In today’s Research News article “Longitudinal Associations between Internalizing Symptoms, Dispositional Mindfulness, Rumination and Impulsivity in Adolescents.” (See summary below or view the full text of the study at: ) Royuela-Colomer and colleagues recruited healthy adolescents (aged 11 to 17 years) and had them complete measures of mindfulness, rumination, impulsivity, and internalizing symptoms, including anxiety, depression, and perceived stress. The measures were completed again one year later.


They found that adolescent boys had significantly lower levels of rumination, impulsivity, and internalizing symptoms and higher levels of mindfulness than girls. They also found that at both measurement periods the higher the levels of mindfulness the lower the levels of all dependent variables. They further found that the higher the levels of mindfulness at the first measurement the lower the levels of depression, perceived stress, and impulsivity a year later. This latter finding was true both for boys and girls.
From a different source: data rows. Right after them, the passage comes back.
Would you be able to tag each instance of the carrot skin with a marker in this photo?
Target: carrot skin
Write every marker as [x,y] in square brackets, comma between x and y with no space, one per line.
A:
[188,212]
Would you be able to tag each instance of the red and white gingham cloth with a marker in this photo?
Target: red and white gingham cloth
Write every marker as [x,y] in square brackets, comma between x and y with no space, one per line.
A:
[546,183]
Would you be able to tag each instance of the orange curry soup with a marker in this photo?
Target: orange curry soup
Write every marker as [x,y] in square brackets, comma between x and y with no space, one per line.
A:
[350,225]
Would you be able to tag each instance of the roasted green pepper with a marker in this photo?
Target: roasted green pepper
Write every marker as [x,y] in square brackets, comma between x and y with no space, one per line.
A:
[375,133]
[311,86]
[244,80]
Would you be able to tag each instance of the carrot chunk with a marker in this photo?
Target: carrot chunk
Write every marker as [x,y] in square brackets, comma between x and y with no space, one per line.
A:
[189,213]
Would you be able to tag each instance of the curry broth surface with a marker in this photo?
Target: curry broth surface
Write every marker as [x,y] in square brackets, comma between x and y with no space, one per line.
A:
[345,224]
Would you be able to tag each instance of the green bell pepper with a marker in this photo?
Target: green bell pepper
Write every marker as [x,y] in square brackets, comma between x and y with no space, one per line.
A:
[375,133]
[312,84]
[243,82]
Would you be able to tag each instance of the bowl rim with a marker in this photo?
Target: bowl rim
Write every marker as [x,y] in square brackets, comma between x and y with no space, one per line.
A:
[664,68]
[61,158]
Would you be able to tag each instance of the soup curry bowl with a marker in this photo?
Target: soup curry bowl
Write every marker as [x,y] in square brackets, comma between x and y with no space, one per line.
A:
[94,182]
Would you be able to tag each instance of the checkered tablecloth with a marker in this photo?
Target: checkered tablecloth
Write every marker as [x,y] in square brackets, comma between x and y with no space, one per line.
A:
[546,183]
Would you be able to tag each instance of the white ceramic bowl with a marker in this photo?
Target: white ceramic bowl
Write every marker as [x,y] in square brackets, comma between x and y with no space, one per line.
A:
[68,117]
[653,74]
These findings are correlational. So, no conclusions about causation can be made. But in previous controlled studies mindfulness has been found to improve the psychological well-being of adolescents and to produce lower levels of depression, perceived stress, and impulsivity. So, the correlations obtained here likely occurred due to causal connections between the variables. These results then suggest that mindfulness may be protective against internalizing symptoms and impulsivity in adolescents. This further suggests that mindfulness training should be made part of the education of adolescents to improve their psychological well-being and reducing their destructive tendencies toward impulsive behavior.


So, reduce adolescent internalizing symptoms, and impulsivity with mindfulness.


Mindfulness not only directly impacted on adolescents’ internalizing problems, but also indirectly improved their anxious and depression emotions via the reduction of rumination and the increase of acceptance.” – Meng Yu


CMCS – Center for Mindfulness and Contemplative Studies


This and other Contemplative Studies posts are also available on Google+ and on Twitter @MindfulResearch


Study Summary


Royuela-Colomer, E., Fernández-González, L., & Orue, I. (2021). Longitudinal Associations between Internalizing Symptoms, Dispositional Mindfulness, Rumination and Impulsivity in Adolescents. Journal of youth and adolescence, 50(10), 2067–2078.



Mindfulness has been associated with fewer negative mental health symptoms during adolescence, but fewer studies have examined longitudinal associations between mindfulness and symptoms in conjunction with two vulnerability factors for psychopathology with mindfulness: rumination and impulsivity. This study examined longitudinal associations between internalizing symptoms (depression, anxiety, stress), mindfulness, rumination, and impulsivity over a one-year period among 352 Spanish adolescents (57.4% girls; M = 14.47, SD = 1.34). Participants completed self-reported measures of symptoms, mindfulness, rumination, and impulsivity at two time points. Mindfulness negatively predicted stress and depressive symptoms, and a bidirectional negative association was found between mindfulness and impulsivity. Impulsivity positively predicted stress, and anxiety positively predicted depressive symptoms, stress, and rumination. This study highlights the importance of mindfulness as a protective factor and impulsivity and anxiety as risk factors for internalizing symptoms throughout adolescence. These findings build on previous studies that examined longitudinal associations between mindfulness and symptoms by including rumination and impulsivity’s roles.